Many mammal species could be extinct in the next five decades, with nature needing three to five million years to recover, said Danish and Swedish researchers.
The study published on Monday in the Proceedings of the National Academy of Sciences showed that the sixth mass extinction was happening now, not caused by natural disasters, but by humans.
The extinctions are moving too rapidly for evolution to keep up, because if mammals diversify at their normal rates, fifty years later, it will still take them five to seven million years to restore biodiversity to its level before modern humans evolved, and three to five million years to reach current biodiversity levels.
Researchers said that not all species have the same significance.

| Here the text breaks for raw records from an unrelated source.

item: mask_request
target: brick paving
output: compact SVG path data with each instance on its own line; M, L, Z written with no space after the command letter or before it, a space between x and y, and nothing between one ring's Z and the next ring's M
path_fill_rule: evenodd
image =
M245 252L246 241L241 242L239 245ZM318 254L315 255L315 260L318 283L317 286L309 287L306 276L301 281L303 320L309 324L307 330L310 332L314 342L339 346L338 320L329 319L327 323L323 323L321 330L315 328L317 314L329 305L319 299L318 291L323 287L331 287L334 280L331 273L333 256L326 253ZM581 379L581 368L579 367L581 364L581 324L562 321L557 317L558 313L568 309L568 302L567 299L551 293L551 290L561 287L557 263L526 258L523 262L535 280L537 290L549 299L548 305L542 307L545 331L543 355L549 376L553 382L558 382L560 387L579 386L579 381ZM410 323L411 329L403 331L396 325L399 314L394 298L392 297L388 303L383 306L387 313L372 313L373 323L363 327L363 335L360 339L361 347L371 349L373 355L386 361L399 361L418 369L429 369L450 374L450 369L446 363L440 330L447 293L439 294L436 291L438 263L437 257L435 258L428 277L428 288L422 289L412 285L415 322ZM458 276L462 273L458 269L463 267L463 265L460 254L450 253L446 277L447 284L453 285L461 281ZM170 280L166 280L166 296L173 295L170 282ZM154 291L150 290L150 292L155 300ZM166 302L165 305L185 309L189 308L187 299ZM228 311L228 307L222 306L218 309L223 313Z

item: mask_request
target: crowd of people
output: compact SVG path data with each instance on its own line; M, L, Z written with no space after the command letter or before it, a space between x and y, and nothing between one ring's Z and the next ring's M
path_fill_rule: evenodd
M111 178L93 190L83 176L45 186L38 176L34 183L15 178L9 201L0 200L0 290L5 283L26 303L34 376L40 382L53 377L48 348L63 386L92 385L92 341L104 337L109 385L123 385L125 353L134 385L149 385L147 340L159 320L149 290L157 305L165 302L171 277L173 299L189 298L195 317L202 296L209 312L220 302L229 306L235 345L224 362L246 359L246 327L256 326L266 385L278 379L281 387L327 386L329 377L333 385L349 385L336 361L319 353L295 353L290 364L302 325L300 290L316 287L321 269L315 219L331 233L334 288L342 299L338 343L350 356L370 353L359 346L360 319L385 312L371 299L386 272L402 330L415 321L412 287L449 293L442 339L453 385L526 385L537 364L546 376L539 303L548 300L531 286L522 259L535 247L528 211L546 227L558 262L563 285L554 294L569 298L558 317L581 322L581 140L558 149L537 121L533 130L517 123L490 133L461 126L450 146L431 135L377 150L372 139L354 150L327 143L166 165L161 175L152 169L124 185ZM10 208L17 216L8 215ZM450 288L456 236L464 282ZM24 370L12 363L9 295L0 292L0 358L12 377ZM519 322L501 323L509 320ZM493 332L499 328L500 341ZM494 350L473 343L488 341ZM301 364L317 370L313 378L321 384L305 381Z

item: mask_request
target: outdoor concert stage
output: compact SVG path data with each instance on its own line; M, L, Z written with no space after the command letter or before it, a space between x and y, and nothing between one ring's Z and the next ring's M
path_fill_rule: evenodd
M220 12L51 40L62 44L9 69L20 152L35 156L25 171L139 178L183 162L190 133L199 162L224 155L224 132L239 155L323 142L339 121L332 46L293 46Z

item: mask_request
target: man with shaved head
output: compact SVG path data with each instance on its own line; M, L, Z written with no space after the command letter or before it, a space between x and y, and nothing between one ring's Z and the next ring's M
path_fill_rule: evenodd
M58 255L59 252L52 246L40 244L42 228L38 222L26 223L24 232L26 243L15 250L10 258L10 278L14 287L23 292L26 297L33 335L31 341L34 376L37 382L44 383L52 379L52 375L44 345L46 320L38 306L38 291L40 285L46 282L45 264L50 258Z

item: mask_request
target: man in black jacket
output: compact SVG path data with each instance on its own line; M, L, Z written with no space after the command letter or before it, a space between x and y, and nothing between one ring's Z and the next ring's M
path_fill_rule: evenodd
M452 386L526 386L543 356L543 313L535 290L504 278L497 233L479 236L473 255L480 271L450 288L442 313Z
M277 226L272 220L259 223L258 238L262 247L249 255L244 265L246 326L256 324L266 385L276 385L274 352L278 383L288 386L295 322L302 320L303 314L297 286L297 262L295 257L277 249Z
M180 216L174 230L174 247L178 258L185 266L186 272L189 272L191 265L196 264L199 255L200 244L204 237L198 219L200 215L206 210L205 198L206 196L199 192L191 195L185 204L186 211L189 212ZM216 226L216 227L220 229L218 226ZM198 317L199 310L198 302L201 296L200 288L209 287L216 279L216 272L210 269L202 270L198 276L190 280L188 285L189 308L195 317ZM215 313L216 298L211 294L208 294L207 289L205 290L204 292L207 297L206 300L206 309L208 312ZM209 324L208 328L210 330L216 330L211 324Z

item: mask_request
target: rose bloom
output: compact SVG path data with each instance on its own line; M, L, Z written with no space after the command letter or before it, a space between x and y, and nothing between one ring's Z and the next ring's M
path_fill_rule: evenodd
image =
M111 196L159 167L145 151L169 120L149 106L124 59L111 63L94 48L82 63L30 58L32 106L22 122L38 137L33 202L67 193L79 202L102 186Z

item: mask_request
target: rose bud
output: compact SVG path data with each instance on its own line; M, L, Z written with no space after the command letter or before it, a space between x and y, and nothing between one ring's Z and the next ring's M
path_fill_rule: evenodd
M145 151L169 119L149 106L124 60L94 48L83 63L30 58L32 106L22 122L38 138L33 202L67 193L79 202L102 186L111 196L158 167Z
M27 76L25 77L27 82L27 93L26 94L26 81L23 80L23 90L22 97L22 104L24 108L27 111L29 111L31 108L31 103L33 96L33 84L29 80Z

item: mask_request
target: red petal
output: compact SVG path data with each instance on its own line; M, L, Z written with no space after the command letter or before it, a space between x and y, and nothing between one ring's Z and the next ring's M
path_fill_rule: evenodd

Some extinct animals with few close relatives, like the Australian leopard-like marsupial lion or the strange South American Macrauchenia (imagine a lama with an elephant trunk) were evolutionary distinct lineages.
Therefore, when these animals became extinct, they took whole branches of the evolutionary tree of life with them, so the unique ecological functions and the millions of years of evolutionary history were lost, according to the study.
"There are hundreds of species of shrew, so they can weather a few extinctions. There were only four species of saber-toothed tiger; they all went extinct," said paleontologist Matt Davis from Aarhus University.
The researchers came up with a best-case scenario of the future, where humans have stopped destroying habitats and eradicating species.
However, even with this overly optimistic scenario, it will take mammals three to five million years just to diversify enough to regenerate the branches of the evolutionary tree that they are expected to lose over the next 50 years.